Die US-Wirtschaft hat im April 266,000 Stellen geschaffen. Volkswirte hatten mit 1mio. Stellen gerechnet. Zudem wurde das Stellenwachstum der Vormonate Februar und März nach unten revidiert.
Im Durchschnitt wurden zwar in den vergangenen drei Monaten (non-farm payrolls, ausserhalb der Landwirtschaft) 524,000 Arbeitsplätze besetzt.
Aber die Enttäuschung über die Entwicklung des US-Arbeitsmarktes ist selbstverständlich gross. Eine Frage, die im Fokus steht, ist, ob die Ausweitung der Arbeitslosenversicherung des Einstellungstempo in wesentlicher Weise gebremst hat.
Das heisst, ob das erhöhte Arbeitslosengeld einen Anreiz für fähige Arbeitskräfte darstellt, an der Seitenlinie zu bleiben und damit einen möglicherweise kurzfristigen Arbeitskräftemangel zu verschärfen.
Was wir wissen, ist, dass Einzelhändler, Restaurants, Hotels und andere Teile der Dienstleistungswirtschaft Schwierigkeiten haben, neue Mitarbeiter einzustellen.
Auf der anderen Seite zeigen die BLS-Daten, dass der Sektor Freizeit und Gastgewerbe mehr als alle im April neu geschaffenen Arbeitsplätze verbucht hat, nämlich über 330,000. Andere Sektoren haben per Saldo Arbeitsplätze verloren. Das deutet nicht auf einen angespannten Arbeitsmarkt (tight labor market) hin.
Anekdotisch halten wir fest, dass es neben Arbeitslosenversicherung möglicherweise noch andere Faktoren gibt, die das Angebot (an Arbeit) einschränken, wie z.B. die Verfügbarkeit von Kinderbetreuung und die anhaltende Angst vor dem Corona-Virus.

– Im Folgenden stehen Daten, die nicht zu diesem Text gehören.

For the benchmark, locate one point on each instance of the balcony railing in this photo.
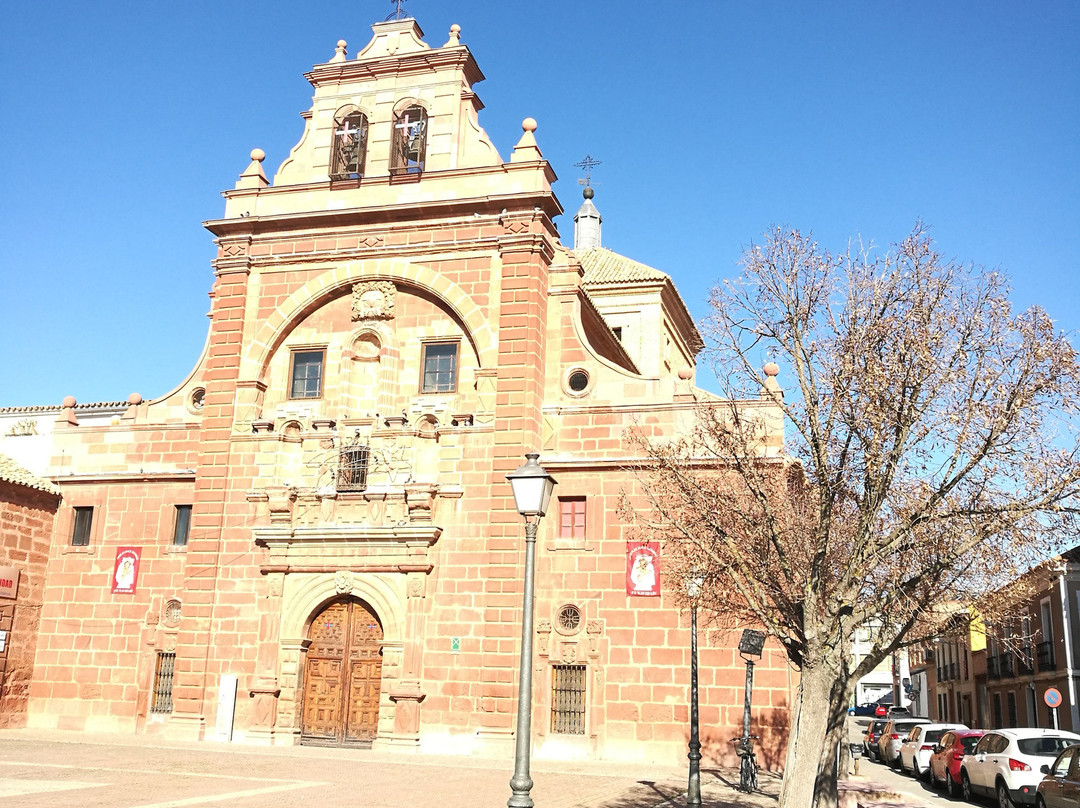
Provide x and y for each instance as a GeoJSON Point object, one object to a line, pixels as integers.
{"type": "Point", "coordinates": [999, 667]}
{"type": "Point", "coordinates": [1044, 655]}
{"type": "Point", "coordinates": [1025, 662]}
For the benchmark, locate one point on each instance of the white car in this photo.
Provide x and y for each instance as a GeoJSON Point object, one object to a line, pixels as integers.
{"type": "Point", "coordinates": [892, 736]}
{"type": "Point", "coordinates": [1007, 763]}
{"type": "Point", "coordinates": [915, 752]}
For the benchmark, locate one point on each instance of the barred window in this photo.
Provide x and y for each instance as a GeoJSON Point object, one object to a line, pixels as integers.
{"type": "Point", "coordinates": [163, 683]}
{"type": "Point", "coordinates": [352, 469]}
{"type": "Point", "coordinates": [568, 699]}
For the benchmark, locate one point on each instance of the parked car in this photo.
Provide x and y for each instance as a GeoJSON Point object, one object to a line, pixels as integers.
{"type": "Point", "coordinates": [1008, 763]}
{"type": "Point", "coordinates": [871, 737]}
{"type": "Point", "coordinates": [893, 735]}
{"type": "Point", "coordinates": [948, 754]}
{"type": "Point", "coordinates": [915, 752]}
{"type": "Point", "coordinates": [871, 708]}
{"type": "Point", "coordinates": [1061, 786]}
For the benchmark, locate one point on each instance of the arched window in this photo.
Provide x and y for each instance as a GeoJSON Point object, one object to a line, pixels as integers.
{"type": "Point", "coordinates": [409, 142]}
{"type": "Point", "coordinates": [350, 146]}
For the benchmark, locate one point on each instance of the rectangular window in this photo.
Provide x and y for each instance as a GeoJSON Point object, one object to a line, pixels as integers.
{"type": "Point", "coordinates": [352, 469]}
{"type": "Point", "coordinates": [183, 526]}
{"type": "Point", "coordinates": [440, 364]}
{"type": "Point", "coordinates": [571, 517]}
{"type": "Point", "coordinates": [568, 699]}
{"type": "Point", "coordinates": [307, 375]}
{"type": "Point", "coordinates": [83, 519]}
{"type": "Point", "coordinates": [163, 683]}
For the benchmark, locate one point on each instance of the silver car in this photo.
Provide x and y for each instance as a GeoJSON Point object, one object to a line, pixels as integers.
{"type": "Point", "coordinates": [893, 735]}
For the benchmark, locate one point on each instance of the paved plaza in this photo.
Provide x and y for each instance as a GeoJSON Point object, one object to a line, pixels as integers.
{"type": "Point", "coordinates": [66, 770]}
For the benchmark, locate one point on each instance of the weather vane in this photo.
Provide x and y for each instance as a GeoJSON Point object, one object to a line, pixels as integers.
{"type": "Point", "coordinates": [588, 164]}
{"type": "Point", "coordinates": [400, 13]}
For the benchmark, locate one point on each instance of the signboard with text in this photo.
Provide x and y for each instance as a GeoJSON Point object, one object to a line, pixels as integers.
{"type": "Point", "coordinates": [9, 581]}
{"type": "Point", "coordinates": [125, 570]}
{"type": "Point", "coordinates": [643, 569]}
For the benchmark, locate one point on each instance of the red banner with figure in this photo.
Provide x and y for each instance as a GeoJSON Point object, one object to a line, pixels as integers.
{"type": "Point", "coordinates": [643, 569]}
{"type": "Point", "coordinates": [125, 570]}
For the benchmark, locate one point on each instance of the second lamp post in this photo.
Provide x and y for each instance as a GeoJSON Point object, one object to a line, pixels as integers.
{"type": "Point", "coordinates": [532, 487]}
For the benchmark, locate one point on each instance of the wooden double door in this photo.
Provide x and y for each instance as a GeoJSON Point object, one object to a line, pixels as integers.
{"type": "Point", "coordinates": [342, 676]}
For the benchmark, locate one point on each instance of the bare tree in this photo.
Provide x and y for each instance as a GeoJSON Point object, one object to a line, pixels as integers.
{"type": "Point", "coordinates": [930, 457]}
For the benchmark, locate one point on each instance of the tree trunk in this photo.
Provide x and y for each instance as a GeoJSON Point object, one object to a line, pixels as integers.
{"type": "Point", "coordinates": [819, 725]}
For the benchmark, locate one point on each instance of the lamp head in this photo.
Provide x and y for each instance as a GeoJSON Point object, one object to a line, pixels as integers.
{"type": "Point", "coordinates": [532, 486]}
{"type": "Point", "coordinates": [752, 642]}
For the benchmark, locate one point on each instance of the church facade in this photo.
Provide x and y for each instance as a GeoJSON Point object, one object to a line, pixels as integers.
{"type": "Point", "coordinates": [312, 540]}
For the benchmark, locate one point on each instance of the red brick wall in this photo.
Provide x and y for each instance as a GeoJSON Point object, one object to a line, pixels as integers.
{"type": "Point", "coordinates": [26, 526]}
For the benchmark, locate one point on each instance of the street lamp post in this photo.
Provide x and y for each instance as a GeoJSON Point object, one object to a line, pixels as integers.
{"type": "Point", "coordinates": [693, 584]}
{"type": "Point", "coordinates": [531, 486]}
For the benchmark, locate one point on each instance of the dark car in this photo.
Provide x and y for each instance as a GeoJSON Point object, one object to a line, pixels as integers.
{"type": "Point", "coordinates": [871, 708]}
{"type": "Point", "coordinates": [948, 754]}
{"type": "Point", "coordinates": [1061, 786]}
{"type": "Point", "coordinates": [869, 738]}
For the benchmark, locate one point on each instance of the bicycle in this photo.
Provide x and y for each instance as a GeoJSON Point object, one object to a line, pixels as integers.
{"type": "Point", "coordinates": [747, 763]}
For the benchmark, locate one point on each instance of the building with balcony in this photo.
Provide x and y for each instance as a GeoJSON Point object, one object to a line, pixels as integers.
{"type": "Point", "coordinates": [311, 538]}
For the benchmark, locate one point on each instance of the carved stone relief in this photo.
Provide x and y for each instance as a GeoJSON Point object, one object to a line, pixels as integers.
{"type": "Point", "coordinates": [374, 300]}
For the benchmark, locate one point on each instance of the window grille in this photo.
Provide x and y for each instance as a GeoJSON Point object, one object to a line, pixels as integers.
{"type": "Point", "coordinates": [163, 683]}
{"type": "Point", "coordinates": [568, 699]}
{"type": "Point", "coordinates": [83, 519]}
{"type": "Point", "coordinates": [350, 146]}
{"type": "Point", "coordinates": [409, 142]}
{"type": "Point", "coordinates": [352, 469]}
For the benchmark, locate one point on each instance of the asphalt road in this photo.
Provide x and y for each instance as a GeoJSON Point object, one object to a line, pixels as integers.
{"type": "Point", "coordinates": [871, 769]}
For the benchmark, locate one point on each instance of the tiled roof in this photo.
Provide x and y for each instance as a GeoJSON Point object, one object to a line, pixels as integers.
{"type": "Point", "coordinates": [12, 472]}
{"type": "Point", "coordinates": [603, 266]}
{"type": "Point", "coordinates": [58, 407]}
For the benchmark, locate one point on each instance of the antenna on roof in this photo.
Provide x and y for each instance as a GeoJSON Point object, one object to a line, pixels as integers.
{"type": "Point", "coordinates": [586, 165]}
{"type": "Point", "coordinates": [400, 13]}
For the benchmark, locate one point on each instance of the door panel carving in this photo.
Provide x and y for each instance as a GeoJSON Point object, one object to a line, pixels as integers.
{"type": "Point", "coordinates": [343, 676]}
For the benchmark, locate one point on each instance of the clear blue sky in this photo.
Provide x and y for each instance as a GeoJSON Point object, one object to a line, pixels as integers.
{"type": "Point", "coordinates": [714, 120]}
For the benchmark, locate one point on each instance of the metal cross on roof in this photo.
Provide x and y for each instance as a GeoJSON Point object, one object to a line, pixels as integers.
{"type": "Point", "coordinates": [400, 13]}
{"type": "Point", "coordinates": [588, 164]}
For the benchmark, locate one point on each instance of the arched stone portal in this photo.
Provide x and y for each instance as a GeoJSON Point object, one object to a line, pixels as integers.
{"type": "Point", "coordinates": [342, 676]}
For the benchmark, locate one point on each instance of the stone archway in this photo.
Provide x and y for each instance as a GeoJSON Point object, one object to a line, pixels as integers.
{"type": "Point", "coordinates": [342, 676]}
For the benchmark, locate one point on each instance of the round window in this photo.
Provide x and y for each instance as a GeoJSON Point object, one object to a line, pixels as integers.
{"type": "Point", "coordinates": [568, 619]}
{"type": "Point", "coordinates": [578, 381]}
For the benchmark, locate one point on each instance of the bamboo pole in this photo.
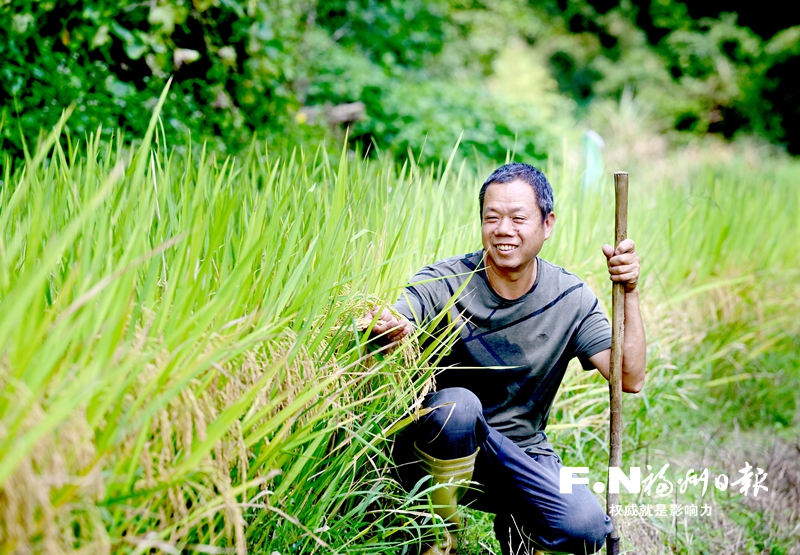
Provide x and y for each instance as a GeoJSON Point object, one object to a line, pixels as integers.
{"type": "Point", "coordinates": [615, 372]}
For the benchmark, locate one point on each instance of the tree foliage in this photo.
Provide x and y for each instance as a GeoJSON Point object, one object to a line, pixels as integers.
{"type": "Point", "coordinates": [426, 70]}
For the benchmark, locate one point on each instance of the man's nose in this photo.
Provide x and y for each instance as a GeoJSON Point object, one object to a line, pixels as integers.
{"type": "Point", "coordinates": [505, 227]}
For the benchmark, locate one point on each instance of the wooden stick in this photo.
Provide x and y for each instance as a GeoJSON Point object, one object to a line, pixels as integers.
{"type": "Point", "coordinates": [615, 372]}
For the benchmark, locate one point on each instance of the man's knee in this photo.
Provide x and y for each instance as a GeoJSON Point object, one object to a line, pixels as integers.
{"type": "Point", "coordinates": [455, 408]}
{"type": "Point", "coordinates": [451, 429]}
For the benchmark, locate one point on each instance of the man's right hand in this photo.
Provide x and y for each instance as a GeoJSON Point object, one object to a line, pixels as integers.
{"type": "Point", "coordinates": [394, 328]}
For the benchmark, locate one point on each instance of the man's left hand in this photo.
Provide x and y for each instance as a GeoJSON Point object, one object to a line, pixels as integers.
{"type": "Point", "coordinates": [623, 264]}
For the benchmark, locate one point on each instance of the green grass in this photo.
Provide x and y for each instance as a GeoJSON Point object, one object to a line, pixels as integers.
{"type": "Point", "coordinates": [181, 366]}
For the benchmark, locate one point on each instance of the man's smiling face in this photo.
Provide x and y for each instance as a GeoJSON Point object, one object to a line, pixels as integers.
{"type": "Point", "coordinates": [512, 228]}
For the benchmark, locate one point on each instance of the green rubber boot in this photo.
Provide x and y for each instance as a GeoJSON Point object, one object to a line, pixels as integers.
{"type": "Point", "coordinates": [445, 499]}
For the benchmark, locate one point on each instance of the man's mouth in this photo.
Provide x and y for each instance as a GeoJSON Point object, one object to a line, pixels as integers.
{"type": "Point", "coordinates": [505, 248]}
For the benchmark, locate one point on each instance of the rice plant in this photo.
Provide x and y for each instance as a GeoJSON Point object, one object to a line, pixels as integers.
{"type": "Point", "coordinates": [182, 365]}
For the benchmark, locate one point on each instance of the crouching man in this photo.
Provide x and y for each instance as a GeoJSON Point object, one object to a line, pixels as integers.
{"type": "Point", "coordinates": [524, 319]}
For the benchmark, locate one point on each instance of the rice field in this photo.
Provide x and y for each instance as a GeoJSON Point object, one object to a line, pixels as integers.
{"type": "Point", "coordinates": [181, 362]}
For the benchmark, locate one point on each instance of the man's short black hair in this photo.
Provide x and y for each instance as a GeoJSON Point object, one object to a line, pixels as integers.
{"type": "Point", "coordinates": [527, 174]}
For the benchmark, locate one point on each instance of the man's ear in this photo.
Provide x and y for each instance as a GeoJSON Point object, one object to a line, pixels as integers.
{"type": "Point", "coordinates": [548, 224]}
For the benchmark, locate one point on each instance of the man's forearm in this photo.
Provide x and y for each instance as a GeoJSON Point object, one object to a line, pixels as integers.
{"type": "Point", "coordinates": [634, 357]}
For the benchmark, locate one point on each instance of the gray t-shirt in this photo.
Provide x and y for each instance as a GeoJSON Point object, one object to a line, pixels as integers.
{"type": "Point", "coordinates": [511, 353]}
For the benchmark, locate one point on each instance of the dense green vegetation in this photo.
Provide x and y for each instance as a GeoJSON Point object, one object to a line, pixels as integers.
{"type": "Point", "coordinates": [509, 74]}
{"type": "Point", "coordinates": [181, 364]}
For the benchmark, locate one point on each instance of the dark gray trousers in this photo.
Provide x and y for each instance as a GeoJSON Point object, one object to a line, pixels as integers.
{"type": "Point", "coordinates": [520, 488]}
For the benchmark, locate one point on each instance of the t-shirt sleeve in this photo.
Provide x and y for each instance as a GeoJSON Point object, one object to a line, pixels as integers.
{"type": "Point", "coordinates": [423, 298]}
{"type": "Point", "coordinates": [593, 334]}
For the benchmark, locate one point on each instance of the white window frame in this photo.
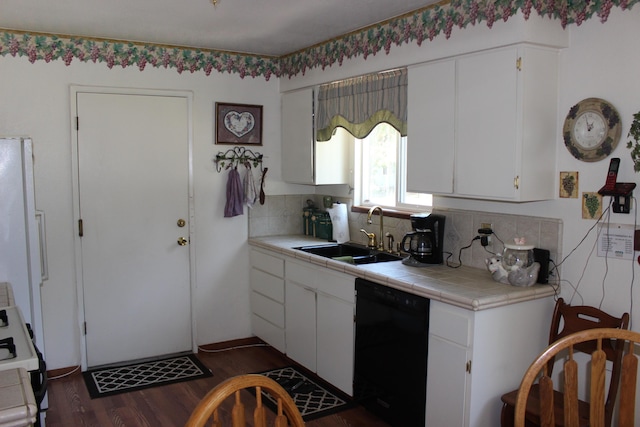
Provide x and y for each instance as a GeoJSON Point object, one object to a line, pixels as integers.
{"type": "Point", "coordinates": [401, 184]}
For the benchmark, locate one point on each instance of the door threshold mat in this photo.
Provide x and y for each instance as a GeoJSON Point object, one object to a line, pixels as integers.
{"type": "Point", "coordinates": [108, 381]}
{"type": "Point", "coordinates": [314, 397]}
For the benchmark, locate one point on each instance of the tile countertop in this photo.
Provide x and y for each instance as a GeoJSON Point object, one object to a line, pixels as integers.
{"type": "Point", "coordinates": [466, 287]}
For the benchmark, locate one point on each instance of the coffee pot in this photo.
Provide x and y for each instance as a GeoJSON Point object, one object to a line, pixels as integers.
{"type": "Point", "coordinates": [424, 244]}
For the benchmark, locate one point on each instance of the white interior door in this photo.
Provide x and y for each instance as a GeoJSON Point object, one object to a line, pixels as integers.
{"type": "Point", "coordinates": [133, 180]}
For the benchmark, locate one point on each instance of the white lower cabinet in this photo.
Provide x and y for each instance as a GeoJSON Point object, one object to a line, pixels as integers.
{"type": "Point", "coordinates": [300, 324]}
{"type": "Point", "coordinates": [335, 341]}
{"type": "Point", "coordinates": [477, 356]}
{"type": "Point", "coordinates": [306, 312]}
{"type": "Point", "coordinates": [319, 308]}
{"type": "Point", "coordinates": [267, 298]}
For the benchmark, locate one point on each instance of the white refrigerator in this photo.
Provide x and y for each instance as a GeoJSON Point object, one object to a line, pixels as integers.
{"type": "Point", "coordinates": [22, 259]}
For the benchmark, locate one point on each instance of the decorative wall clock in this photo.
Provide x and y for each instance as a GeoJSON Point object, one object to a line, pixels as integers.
{"type": "Point", "coordinates": [591, 130]}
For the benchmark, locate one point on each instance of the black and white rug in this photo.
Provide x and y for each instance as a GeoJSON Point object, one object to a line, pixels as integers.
{"type": "Point", "coordinates": [121, 379]}
{"type": "Point", "coordinates": [313, 397]}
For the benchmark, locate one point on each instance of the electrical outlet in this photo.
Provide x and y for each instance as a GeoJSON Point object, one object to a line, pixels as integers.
{"type": "Point", "coordinates": [486, 226]}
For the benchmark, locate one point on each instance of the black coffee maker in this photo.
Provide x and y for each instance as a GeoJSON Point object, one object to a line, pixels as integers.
{"type": "Point", "coordinates": [424, 244]}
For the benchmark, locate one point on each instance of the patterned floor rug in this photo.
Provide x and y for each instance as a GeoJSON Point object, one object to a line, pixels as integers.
{"type": "Point", "coordinates": [313, 397]}
{"type": "Point", "coordinates": [121, 379]}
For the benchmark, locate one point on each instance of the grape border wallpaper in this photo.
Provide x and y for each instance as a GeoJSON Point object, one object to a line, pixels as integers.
{"type": "Point", "coordinates": [417, 27]}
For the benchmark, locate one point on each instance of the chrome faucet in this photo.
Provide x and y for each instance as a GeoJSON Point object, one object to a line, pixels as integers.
{"type": "Point", "coordinates": [381, 234]}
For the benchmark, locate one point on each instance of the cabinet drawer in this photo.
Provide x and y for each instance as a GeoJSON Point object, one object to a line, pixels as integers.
{"type": "Point", "coordinates": [267, 263]}
{"type": "Point", "coordinates": [267, 285]}
{"type": "Point", "coordinates": [302, 274]}
{"type": "Point", "coordinates": [267, 309]}
{"type": "Point", "coordinates": [450, 323]}
{"type": "Point", "coordinates": [338, 285]}
{"type": "Point", "coordinates": [268, 332]}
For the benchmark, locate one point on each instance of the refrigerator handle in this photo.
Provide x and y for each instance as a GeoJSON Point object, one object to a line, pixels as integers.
{"type": "Point", "coordinates": [42, 234]}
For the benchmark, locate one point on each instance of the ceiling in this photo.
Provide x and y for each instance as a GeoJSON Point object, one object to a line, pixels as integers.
{"type": "Point", "coordinates": [275, 27]}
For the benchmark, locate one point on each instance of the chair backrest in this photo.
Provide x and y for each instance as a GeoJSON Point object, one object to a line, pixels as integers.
{"type": "Point", "coordinates": [208, 408]}
{"type": "Point", "coordinates": [568, 319]}
{"type": "Point", "coordinates": [600, 336]}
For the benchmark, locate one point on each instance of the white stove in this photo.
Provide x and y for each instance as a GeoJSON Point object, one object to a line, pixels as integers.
{"type": "Point", "coordinates": [16, 347]}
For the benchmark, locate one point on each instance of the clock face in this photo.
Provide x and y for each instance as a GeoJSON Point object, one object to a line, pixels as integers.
{"type": "Point", "coordinates": [591, 130]}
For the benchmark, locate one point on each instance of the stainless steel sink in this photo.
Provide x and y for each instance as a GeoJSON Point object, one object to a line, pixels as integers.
{"type": "Point", "coordinates": [350, 252]}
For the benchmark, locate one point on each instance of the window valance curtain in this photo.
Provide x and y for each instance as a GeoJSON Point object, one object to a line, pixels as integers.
{"type": "Point", "coordinates": [360, 103]}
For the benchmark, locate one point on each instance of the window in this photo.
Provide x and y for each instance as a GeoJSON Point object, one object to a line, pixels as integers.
{"type": "Point", "coordinates": [372, 110]}
{"type": "Point", "coordinates": [380, 171]}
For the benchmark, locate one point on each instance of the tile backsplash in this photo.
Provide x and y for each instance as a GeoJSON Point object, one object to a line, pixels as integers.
{"type": "Point", "coordinates": [282, 215]}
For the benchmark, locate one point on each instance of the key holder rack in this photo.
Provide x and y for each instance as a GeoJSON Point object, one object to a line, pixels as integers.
{"type": "Point", "coordinates": [237, 156]}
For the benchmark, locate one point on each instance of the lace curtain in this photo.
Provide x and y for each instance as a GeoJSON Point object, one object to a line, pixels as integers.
{"type": "Point", "coordinates": [360, 103]}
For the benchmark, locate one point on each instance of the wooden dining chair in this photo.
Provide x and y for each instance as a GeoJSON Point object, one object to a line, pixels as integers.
{"type": "Point", "coordinates": [571, 414]}
{"type": "Point", "coordinates": [566, 320]}
{"type": "Point", "coordinates": [209, 412]}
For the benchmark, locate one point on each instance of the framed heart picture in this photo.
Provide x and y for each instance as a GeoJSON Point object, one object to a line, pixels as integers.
{"type": "Point", "coordinates": [238, 124]}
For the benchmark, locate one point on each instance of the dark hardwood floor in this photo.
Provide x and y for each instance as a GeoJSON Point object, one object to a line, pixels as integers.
{"type": "Point", "coordinates": [171, 405]}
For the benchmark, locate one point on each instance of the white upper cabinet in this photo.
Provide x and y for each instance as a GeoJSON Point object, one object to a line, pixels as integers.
{"type": "Point", "coordinates": [297, 136]}
{"type": "Point", "coordinates": [485, 126]}
{"type": "Point", "coordinates": [305, 160]}
{"type": "Point", "coordinates": [431, 127]}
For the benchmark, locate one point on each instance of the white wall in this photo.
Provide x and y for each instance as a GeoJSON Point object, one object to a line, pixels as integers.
{"type": "Point", "coordinates": [35, 102]}
{"type": "Point", "coordinates": [601, 60]}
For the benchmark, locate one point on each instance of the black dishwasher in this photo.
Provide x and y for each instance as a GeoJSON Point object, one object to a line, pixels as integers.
{"type": "Point", "coordinates": [391, 353]}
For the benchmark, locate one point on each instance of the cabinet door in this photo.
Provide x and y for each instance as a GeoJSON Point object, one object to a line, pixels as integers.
{"type": "Point", "coordinates": [487, 140]}
{"type": "Point", "coordinates": [446, 383]}
{"type": "Point", "coordinates": [300, 311]}
{"type": "Point", "coordinates": [431, 128]}
{"type": "Point", "coordinates": [335, 342]}
{"type": "Point", "coordinates": [297, 136]}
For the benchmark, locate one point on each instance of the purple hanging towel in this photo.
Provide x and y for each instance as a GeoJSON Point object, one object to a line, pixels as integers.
{"type": "Point", "coordinates": [235, 195]}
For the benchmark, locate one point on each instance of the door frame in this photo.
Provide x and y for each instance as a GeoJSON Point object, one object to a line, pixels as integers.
{"type": "Point", "coordinates": [74, 91]}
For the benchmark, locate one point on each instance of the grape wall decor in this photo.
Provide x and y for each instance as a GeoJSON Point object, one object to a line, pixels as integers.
{"type": "Point", "coordinates": [634, 142]}
{"type": "Point", "coordinates": [420, 26]}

Die Schulen sind geschlossen. Die Kinder bleiben zu Hause. Wer soll sich um sie kümmern? Die Eltern. Und wenn die Pandemie noch nicht unterbunden ist, ist es verständlich, dass die Menschen in Selbstisolation verharren und daher nicht sofort zum Arbeitsplatz zurückkehren wollen.
Das Ausbleiben des Lohnwachstums legt aber nahe, dass es sich dabei eher um ein angebotsseitiges als um ein nachfrageseitiges Problem handelt.
Barry Ritholtz trifft den Nagel auf den Kopf:
«Haben Sie Schwierigkeiten, Mitarbeiter einzustellen? Versuchen Sie, Ihre Löhne zu erhöhen».
Wenn die Nachfrage nach Arbeitskräften da ist, warum hat das Angebot noch nicht aufgeholt? Die kurze Antwort ist der Preis. Die Arbeitgeber haben gezögert, die Löhne zu erhöhen. Dies ist ein klassisches Problem, bei dem sich Käufer und Verkäufer auf ein vergangenes Niveau fixieren und nicht mit den Realitäten der Märkte Schritt halten, argumentiert Ritholtz weiter.
Die Fed kümmert sich mehr als alles andere darum, die Beschäftigung zu erhöhen, und sie scheint sich auf das Verhältnis der Beschäftigten zur Gesamtbevölkerung im erwerbsfähigen Alter zu konzentrieren, eine Zahl, die Verwirrung darüber vermeidet, ob die Menschen nach einem Job suchen, wie John Authers in seiner Kolumne bei Bloomberg betont.
Diese Zahl liegt jetzt bei 58%. Das letzte Mal, als sie vor dem COVID-19 so niedrig war, begann sich die Wirtschaft gerade von der Rezession der ersten Jahre von Präsident Ronald Reagan zu erholen.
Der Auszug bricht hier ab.